We register all our specialised brokers and implement the native LLM wrapper that powers the system. We load TinyLlama in an environment friendly 4-bit mode so we are able to run the whole lot easily on Colab or native {hardware}. With this, we give ourselves a versatile and absolutely native method to generate responses for every agent. Check out the FULL CODES here.

class ManagerAgent:
   def __init__(self, model_name: str = "TinyLlama/TinyLlama-1.1B-Chat-v1.0"):
       self.llm = LocalLLM(model_name)
       self.brokers = AGENT_REGISTRY
       self.duties: Dict[str, Task] = {}
       self.execution_log = []
      
   def log(self, message: str):
       timestamp = datetime.now().strftime("%H:%M:%S")
       log_entry = f"[{timestamp}] {message}"
       self.execution_log.append(log_entry)
       print(log_entry)
  
   def decompose_goal(self, objective: str) -> List[Task]:
       self.log(f"🎯 Decomposing objective: {objective}")
       agent_info = "n".be part of([f"- {name}: {agent.expertise}" for name, agent in self.agents.items()])
       immediate = f"""Break down this objective into 3 particular subtasks. Assign every to the very best agent.


Goal: {objective}


Available brokers:
{agent_info}


Respond ONLY with a JSON array."""
       response = self.llm.generate(immediate, max_tokens=250)
       attempt:
           json_match = re.search(r'[s*{.*?}s*]', response, re.DOTALL)
           if json_match:
               tasks_data = json.hundreds(json_match.group())
           else:
               elevate ValueError("No JSON discovered")
       besides:
           tasks_data = self._create_default_tasks(objective)
      
       duties = []
       for i, task_data in enumerate(tasks_data[:3]):
           process = Task(
               id=task_data.get('id', f'task_{i+1}'),
               description=task_data.get('description', f'Work on: {objective}'),
               assigned_to=task_data.get('assigned_to', listing(self.brokers.keys())[i % len(self.agents)]),
               dependencies=task_data.get('dependencies', [] if i == 0 else [f'task_{i}'])
           )
           self.duties[task.id] = process
           duties.append(process)
           self.log(f"  ✓ {process.id}: {process.description[:50]}... → {process.assigned_to}")
      
       return duties

We start establishing the ManagerAgent class and give attention to how we decompose a high-level objective into well-defined subtasks.
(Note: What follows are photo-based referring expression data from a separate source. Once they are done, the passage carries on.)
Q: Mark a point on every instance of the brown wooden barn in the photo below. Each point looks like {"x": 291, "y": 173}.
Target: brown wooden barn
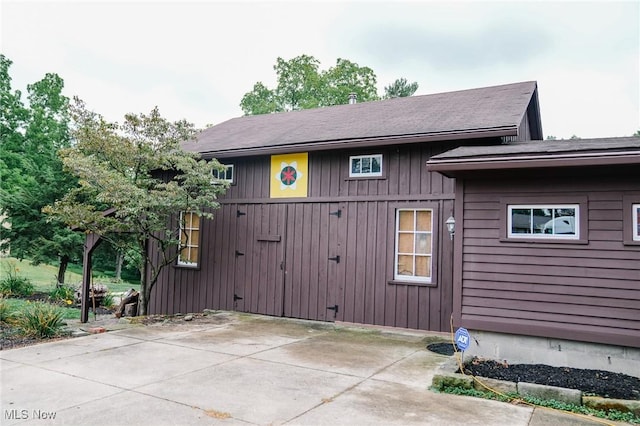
{"x": 332, "y": 213}
{"x": 547, "y": 242}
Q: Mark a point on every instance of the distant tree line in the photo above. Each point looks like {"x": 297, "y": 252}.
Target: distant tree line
{"x": 301, "y": 84}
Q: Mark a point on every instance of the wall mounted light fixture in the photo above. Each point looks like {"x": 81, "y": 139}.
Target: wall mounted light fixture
{"x": 451, "y": 226}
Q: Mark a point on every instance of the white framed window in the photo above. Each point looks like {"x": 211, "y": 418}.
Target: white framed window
{"x": 365, "y": 165}
{"x": 189, "y": 239}
{"x": 414, "y": 245}
{"x": 550, "y": 221}
{"x": 635, "y": 213}
{"x": 226, "y": 174}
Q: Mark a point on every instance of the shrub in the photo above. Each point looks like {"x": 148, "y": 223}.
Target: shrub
{"x": 108, "y": 300}
{"x": 5, "y": 310}
{"x": 41, "y": 320}
{"x": 15, "y": 285}
{"x": 63, "y": 294}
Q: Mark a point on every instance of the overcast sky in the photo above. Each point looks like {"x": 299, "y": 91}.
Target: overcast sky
{"x": 196, "y": 60}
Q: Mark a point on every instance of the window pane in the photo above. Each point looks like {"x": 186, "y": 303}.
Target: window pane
{"x": 545, "y": 221}
{"x": 355, "y": 165}
{"x": 423, "y": 220}
{"x": 423, "y": 266}
{"x": 423, "y": 243}
{"x": 193, "y": 255}
{"x": 375, "y": 164}
{"x": 521, "y": 221}
{"x": 405, "y": 265}
{"x": 366, "y": 165}
{"x": 406, "y": 220}
{"x": 540, "y": 218}
{"x": 405, "y": 243}
{"x": 562, "y": 223}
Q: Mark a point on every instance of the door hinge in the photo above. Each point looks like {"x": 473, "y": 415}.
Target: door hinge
{"x": 333, "y": 308}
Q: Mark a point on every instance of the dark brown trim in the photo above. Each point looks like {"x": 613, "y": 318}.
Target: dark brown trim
{"x": 197, "y": 266}
{"x": 533, "y": 200}
{"x": 435, "y": 241}
{"x": 510, "y": 130}
{"x": 458, "y": 246}
{"x": 628, "y": 200}
{"x": 346, "y": 198}
{"x": 451, "y": 167}
{"x": 610, "y": 337}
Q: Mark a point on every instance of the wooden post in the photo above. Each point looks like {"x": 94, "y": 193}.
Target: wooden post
{"x": 90, "y": 244}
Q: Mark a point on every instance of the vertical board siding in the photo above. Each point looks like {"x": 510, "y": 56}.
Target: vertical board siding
{"x": 309, "y": 282}
{"x": 567, "y": 290}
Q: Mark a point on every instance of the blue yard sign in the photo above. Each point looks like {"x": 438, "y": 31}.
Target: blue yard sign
{"x": 462, "y": 339}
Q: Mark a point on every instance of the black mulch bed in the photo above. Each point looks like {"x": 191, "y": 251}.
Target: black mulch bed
{"x": 443, "y": 348}
{"x": 591, "y": 382}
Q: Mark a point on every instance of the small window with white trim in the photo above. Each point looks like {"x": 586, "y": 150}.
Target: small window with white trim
{"x": 189, "y": 239}
{"x": 226, "y": 174}
{"x": 414, "y": 245}
{"x": 365, "y": 165}
{"x": 544, "y": 221}
{"x": 635, "y": 208}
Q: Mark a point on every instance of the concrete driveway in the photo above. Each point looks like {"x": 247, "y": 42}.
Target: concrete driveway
{"x": 231, "y": 368}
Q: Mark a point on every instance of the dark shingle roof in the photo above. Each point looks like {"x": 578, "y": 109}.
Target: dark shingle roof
{"x": 542, "y": 154}
{"x": 489, "y": 111}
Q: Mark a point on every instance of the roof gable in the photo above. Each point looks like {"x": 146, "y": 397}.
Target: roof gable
{"x": 527, "y": 155}
{"x": 483, "y": 112}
We generate structured JSON-based duties and robotically assign them to the correct agent. By doing this, we permit the system to assume step-by-step and set up work identical to a human mission supervisor. Check out the FULL CODES here.

 def _create_default_tasks(self, objective: str) -> List[Dict]:
       if any(phrase in objective.decrease() for phrase in ['code', 'program', 'implement', 'algorithm']):
           return [
               {"id": "task_1", "description": f"Research and explain the concept: {goal}", "assigned_to": "researcher", "dependencies": []},
               {"id": "task_2", "description": f"Write code implementation for: {objective}", "assigned_to": "coder", "dependencies": ["task_1"]},
               {"id": "task_3", "description": f"Create documentation and examples", "assigned_to": "author", "dependencies": ["task_2"]}
           ]
       return [
           {"id": "task_1", "description": f"Research: {goal}", "assigned_to": "researcher", "dependencies": []},
           {"id": "task_2", "description": f"Analyze findings and construction content material", "assigned_to": "analyst", "dependencies": ["task_1"]},
           {"id": "task_3", "description": f"Write complete response", "assigned_to": "author", "dependencies": ["task_2"]}
       ]
  
   def execute_task(self, process: Task, context: Dict[str, Any] = None) -> str:
       self.log(f"🤖 Executing {process.id} with {process.assigned_to}")
       process.standing = "in_progress"
       agent = self.brokers[task.assigned_to]
       context_str = ""
       if context and process.dependencies:
           context_str = "nnContext from earlier duties:n"
           for dep_id in process.dependencies:
               if dep_id in context:
                   context_str += f"- {context[dep_id][:150]}...n"
      
       immediate = f"""{agent.system_prompt}


Task: {process.description}{context_str}


Provide a clear, concise response:"""
       end result = self.llm.generate(immediate, max_tokens=250)
       process.end result = end result
       process.standing = "accomplished"
       self.log(f"  ✓ Completed {process.id}")
       return end result

We outline fallback process logic and the complete execution movement for every process. We information every agent with its personal system immediate and present contextual data to hold outcomes coherent. This permits us to execute duties intelligently whereas respecting dependency order. Check out the FULL CODES here.

def synthesize_results(self, objective: str, outcomes: Dict[str, str]) -> str:
       self.log("🔄 Synthesizing last outcomes")
       results_text = "nn".be part of([f"Task {tid}:n{res[:200]}" for tid, res in outcomes.objects()])
       immediate = f"""Combine these process outcomes into one last coherent reply.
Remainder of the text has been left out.